За неделю я все осмотрел: фабрики, церкви, памятники старины, собрания редкостей, и по естественной истории тож, библиотеки, кои меня ничем не удивили, славный Колокол[452], и еще заметил, что их колокола не раскачиваются, как наши, а накрепко прикреплены. Звонят в них посредством веревки, привязанной за язык. Я нашел, что женщины в Москве красивей, чем в Петербурге. Обхождение их ласковое и весьма свободное, и чтобы добиться милости поцеловать их в уста, достаточно сделать вид, что желаешь облобызать ручку. Что до еды, она тут обильная, но не довольно лакомая. Стол открыт для всех друзей, и приятель может, не церемонясь, привести с собой человек пять-шесть, приходящих иногда к концу обеда. Не может такого быть, чтоб русский сказал: «Мы уже отобедали, вы припозднились». Нет в их душе той скверны, что понуждает произносить подобные речи. Это забота повара, и обед возобновляется, хозяин или хозяйка потчуют «гастей». Есть у них восхитительный напиток, название которого я запамятовал, лучше чем шербет, что пьют в Константинополе в домах знатных вельмож. Челяди своей, весьма многочисленной, пить дают не простую воду, а такую, что на вкус не противна, пользительна, сытна и столь дешева, что большая бочка им обходится в рубль[453]. Я приметил, что особливо почитают они Николу-угодника. Они молят Бога только через посредство сего святого, образ коего непременно находится в углу комнаты, где хозяин принимает гостей. Вошедший первый поклон кладет образу, второй хозяину; ежели там образа не случится, русский, оглядев комнату, замирает, не зная, что и сказать, и вовсе теряет голову. Русские в большинстве своем суеверней прочих христиан. Язык у них иллирийский[454], но служба вся на греческом; народ не понимает ничего, а невежественные попы рады держать его в невежестве. Я никак не мог втолковать одному «калогеру», знавшему латынь, что единственная причина, по которой мы, в Римской церкви, крестимся слева направо, а в Греческой справа налево, — это то, что мы говорим «spiritus sancti»[455], а они по-гречески «агиос пнеума».

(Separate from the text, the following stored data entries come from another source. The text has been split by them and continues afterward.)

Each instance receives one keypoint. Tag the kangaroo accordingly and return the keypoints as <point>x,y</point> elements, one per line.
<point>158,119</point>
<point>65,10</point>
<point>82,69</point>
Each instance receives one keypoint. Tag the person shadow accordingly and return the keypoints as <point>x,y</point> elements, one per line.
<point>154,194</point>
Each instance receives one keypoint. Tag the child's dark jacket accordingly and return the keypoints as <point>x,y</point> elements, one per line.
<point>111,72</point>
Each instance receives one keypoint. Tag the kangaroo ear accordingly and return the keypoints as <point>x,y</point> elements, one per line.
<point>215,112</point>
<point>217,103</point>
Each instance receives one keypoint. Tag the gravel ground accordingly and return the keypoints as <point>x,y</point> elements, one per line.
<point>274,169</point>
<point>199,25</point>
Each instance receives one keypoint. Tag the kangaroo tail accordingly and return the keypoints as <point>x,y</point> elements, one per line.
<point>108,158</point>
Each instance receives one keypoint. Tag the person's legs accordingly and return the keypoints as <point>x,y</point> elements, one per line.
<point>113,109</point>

— Если б вы говорили, — сказал я, — «пнеума агиос», вы бы крестились, как мы, или мы, как вы, если б произносили «sancti spiritus».

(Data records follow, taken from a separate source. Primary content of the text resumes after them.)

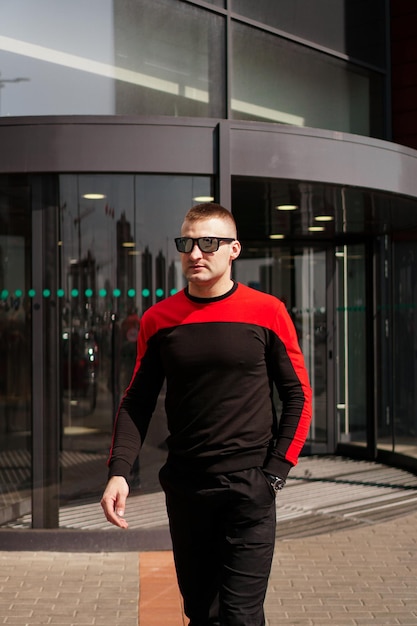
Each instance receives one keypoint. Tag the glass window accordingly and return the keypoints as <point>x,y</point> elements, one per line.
<point>154,57</point>
<point>404,281</point>
<point>322,93</point>
<point>353,27</point>
<point>117,258</point>
<point>15,349</point>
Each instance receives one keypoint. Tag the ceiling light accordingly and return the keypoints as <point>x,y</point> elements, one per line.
<point>94,196</point>
<point>324,218</point>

Он отвечал, что прилагательное должно предшествовать существительному, ибо нельзя произнести имя Божие, не предварив его хвалебным эпитетом. Такого рода почти и все прочие различия меж двумя сектами, не говоря о нагромождении лжи, что видел я и у них и у нас.
Мы возвратились в Петербург так же, как приехали; но Заира предпочла бы, чтоб мы вовсе не покидали Москву. Находясь подле меня во все часы дня и ночи, она так меня возлюбила, что я горестно думал о времени, когда принужден буду ее покинуть. На другой день по приезде свозил я ее в Екатерингоф, где она показала родителю полученные от меня подарки, расписав во всех подробностях, с каким почетом принимали ее, почитая за мою дочь, чем изрядно повеселила старика.

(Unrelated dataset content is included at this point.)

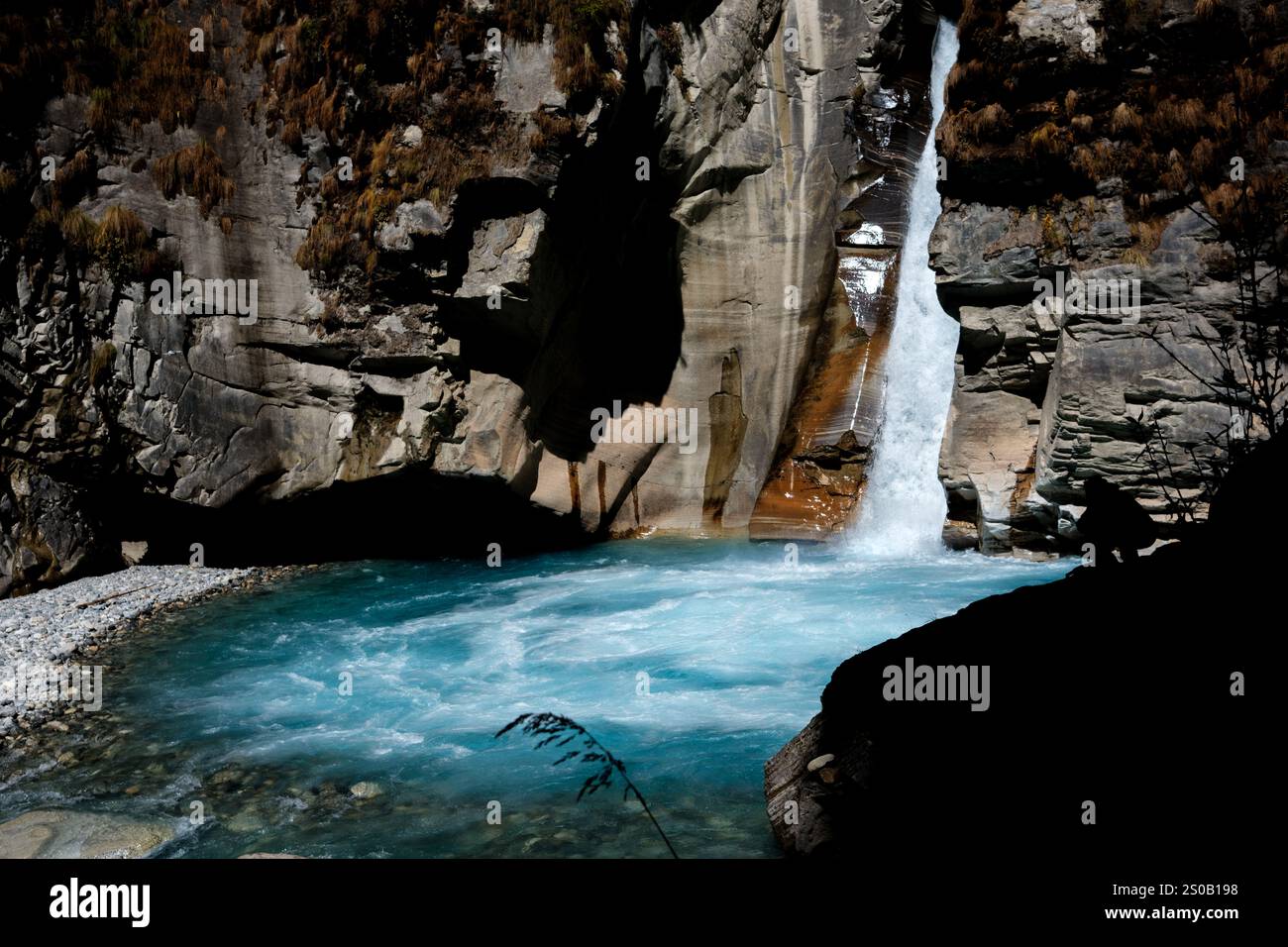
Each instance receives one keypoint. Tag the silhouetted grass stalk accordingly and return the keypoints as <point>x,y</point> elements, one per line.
<point>561,731</point>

Первая новость, услышанная мною при дворе, была та, что государыня указом повелела воздвигнуть храм Господень на Морской, насупротив моей квартиры. В архитекторы избран был ею Ринальди. Сей философ спросил, какую эмблему поместить над порталом собора, а императрица отвечала, что никакой не надобно, пусть только напишет большими буквами Бог на том языке, на каком пожелает.